For instance, the new Choice Master service allows companies to pick mutual funds from as many as 14 families as investment options for their employees. The fund families available include First Interstate's West Core Funds and Pacifica Funds as well as the Dreyfus, Fidelity, and Invesco families.

Previously, First Interstate's 401(k) services offered only the company's own mutual funds as investments.

S&P's role in Choice Master is to help companies choose the mutual funds they will include in their 401(k) plans.

"This is a chance for us to leapfrog into the retirement business," said Allen D. Brown, a First Interstate executive vice president in Houston responsible for marketing Choice Master.

"We had a number of plans before that were competitive but not cutting edge."

S&P will be helping First Interstate's clients by compiling a list of the five best-performing mutual funds in each of the 12 investment categories from among the 200 funds available through Choice Master. The funds are rated on five-year performance.

Under such programs, S&P also helps employers put together "baskets" of mutual funds to include in their plans.

This role is said to be vital, given that corporate sponsors of Choice Master retirement plans have so many funds from which to choose.

"People were coming up to the banks and saying, 'We love your choice of funds, but I don't know what to pick,"' said Harold Westervelt, a regional manager for S&P in San Francisco.

"We step in to make sense of it all," he added.
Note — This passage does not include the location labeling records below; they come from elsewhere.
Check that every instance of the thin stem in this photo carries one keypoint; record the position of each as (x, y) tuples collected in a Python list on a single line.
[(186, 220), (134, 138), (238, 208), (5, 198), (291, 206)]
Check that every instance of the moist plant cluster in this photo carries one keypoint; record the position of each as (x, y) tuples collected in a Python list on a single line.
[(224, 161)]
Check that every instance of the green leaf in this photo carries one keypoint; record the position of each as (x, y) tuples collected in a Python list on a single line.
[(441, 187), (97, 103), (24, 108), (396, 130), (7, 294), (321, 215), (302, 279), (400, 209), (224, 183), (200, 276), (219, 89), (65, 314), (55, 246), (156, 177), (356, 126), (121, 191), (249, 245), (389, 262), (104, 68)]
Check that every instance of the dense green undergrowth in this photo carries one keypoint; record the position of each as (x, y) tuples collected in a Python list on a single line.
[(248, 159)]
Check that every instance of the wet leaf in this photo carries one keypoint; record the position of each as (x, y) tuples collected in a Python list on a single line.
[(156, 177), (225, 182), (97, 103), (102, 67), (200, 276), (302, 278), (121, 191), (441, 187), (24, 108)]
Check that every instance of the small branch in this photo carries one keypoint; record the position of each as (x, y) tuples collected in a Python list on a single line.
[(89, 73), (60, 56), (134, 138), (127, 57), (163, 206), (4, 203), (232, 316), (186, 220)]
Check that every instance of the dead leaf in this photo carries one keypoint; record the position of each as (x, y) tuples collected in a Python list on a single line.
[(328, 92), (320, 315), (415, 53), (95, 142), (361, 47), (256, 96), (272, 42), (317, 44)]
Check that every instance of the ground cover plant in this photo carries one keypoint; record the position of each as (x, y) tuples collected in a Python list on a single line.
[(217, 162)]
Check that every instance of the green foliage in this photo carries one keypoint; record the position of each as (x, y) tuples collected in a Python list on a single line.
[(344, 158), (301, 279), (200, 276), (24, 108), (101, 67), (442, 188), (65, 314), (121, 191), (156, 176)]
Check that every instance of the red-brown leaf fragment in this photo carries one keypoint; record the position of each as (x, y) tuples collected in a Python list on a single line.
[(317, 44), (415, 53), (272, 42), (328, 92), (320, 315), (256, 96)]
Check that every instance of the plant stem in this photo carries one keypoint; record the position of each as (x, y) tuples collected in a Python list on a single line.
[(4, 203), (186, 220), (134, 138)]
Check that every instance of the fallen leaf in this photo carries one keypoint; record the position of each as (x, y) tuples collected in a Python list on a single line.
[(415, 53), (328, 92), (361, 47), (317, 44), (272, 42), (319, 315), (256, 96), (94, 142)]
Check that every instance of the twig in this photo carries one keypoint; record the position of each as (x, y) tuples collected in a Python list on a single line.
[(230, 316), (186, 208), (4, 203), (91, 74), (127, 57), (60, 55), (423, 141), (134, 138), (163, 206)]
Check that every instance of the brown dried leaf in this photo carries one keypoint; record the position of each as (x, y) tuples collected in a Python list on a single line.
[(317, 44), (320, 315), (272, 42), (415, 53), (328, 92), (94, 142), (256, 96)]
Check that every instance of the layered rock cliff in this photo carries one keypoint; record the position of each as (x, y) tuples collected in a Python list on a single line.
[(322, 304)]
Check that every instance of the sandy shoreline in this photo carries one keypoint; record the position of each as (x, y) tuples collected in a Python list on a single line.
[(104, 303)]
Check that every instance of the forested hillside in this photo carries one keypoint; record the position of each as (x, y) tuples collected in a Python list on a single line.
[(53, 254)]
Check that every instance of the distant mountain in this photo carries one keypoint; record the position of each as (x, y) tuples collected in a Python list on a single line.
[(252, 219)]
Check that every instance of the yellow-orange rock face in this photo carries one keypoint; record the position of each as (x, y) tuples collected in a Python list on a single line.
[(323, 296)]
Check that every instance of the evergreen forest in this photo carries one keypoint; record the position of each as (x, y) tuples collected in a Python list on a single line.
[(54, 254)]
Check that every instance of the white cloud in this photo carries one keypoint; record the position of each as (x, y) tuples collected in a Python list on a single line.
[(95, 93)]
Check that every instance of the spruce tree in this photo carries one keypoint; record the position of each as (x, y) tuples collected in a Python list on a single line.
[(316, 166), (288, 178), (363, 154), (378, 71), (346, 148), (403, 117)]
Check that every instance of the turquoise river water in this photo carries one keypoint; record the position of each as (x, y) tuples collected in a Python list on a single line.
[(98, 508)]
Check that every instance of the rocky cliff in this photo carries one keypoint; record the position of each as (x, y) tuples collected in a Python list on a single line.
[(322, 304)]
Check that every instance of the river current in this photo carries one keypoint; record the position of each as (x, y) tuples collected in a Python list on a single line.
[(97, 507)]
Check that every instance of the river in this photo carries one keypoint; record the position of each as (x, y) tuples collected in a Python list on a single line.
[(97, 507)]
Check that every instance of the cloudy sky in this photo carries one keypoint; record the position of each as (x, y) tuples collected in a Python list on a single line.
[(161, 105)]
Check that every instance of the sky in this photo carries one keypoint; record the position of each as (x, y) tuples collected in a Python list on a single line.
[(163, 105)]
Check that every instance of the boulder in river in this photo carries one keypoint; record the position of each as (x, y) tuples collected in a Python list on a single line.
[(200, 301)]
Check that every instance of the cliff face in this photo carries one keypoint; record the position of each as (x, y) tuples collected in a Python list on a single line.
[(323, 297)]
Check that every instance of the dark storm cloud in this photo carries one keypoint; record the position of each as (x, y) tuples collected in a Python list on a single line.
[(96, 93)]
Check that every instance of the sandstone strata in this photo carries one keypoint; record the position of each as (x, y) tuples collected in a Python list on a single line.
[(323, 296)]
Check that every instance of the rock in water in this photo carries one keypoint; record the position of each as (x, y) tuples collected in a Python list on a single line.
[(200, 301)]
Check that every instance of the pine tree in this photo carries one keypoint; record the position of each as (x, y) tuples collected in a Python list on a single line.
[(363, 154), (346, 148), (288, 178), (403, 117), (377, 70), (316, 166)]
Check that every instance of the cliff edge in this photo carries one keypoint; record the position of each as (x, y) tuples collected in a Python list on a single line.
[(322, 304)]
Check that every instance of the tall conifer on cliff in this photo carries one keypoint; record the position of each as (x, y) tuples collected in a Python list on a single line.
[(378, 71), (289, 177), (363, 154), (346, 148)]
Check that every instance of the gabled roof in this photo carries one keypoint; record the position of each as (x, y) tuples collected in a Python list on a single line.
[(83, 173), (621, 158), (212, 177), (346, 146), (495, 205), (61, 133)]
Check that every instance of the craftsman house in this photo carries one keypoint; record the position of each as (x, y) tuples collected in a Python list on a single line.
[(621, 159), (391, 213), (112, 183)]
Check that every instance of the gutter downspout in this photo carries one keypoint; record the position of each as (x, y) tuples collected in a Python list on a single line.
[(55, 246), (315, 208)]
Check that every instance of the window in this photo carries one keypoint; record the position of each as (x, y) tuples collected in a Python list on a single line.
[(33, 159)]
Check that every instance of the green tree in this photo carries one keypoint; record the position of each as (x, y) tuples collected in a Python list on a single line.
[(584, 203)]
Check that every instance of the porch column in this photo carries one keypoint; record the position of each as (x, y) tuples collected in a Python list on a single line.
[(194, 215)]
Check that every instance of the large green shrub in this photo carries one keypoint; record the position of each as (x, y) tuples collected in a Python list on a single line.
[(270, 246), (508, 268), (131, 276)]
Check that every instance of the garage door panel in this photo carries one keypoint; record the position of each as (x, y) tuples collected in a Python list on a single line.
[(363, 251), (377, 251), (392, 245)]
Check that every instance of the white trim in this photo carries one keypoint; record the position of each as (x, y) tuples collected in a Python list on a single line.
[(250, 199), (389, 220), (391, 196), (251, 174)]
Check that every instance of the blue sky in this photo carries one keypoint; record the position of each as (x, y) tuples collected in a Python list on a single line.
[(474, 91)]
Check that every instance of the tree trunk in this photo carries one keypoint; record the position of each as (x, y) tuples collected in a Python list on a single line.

First Interstate isn't the only bank getting S&P's help with a 401(k) service. First Fidelity Bancorp, in Lawrenceville, N.J., also recently tapped S&P to help its clients choose mutual funds for the bank's 401(k) service.

In so doing, both banking companies are hoping to pick up a bigger share of a booming market.

Assets in 401(k) accounts totalled $490 billion in 1993 and should reach $1 trillion by 1999, according to Access Research, Windsor, Conn. Much of the growth is expected to come from small and midsize companies with as many as 1,000 employees - the target market for Choice Master.

According to Access, banks hold only about 27% of 401(k) assets. But their share is expected to grow rapidly as more banks market the plans harder.

Mr. Brown acknowledged that competition among sellers of 401(k) services is fierce. Banks, in particular, face tough competition from mutual fund and insurance companies, which handle most of the pension and 401(k) market. Mr. Brown said he hopes that teaming up with S&P will give the First Interstate an edge.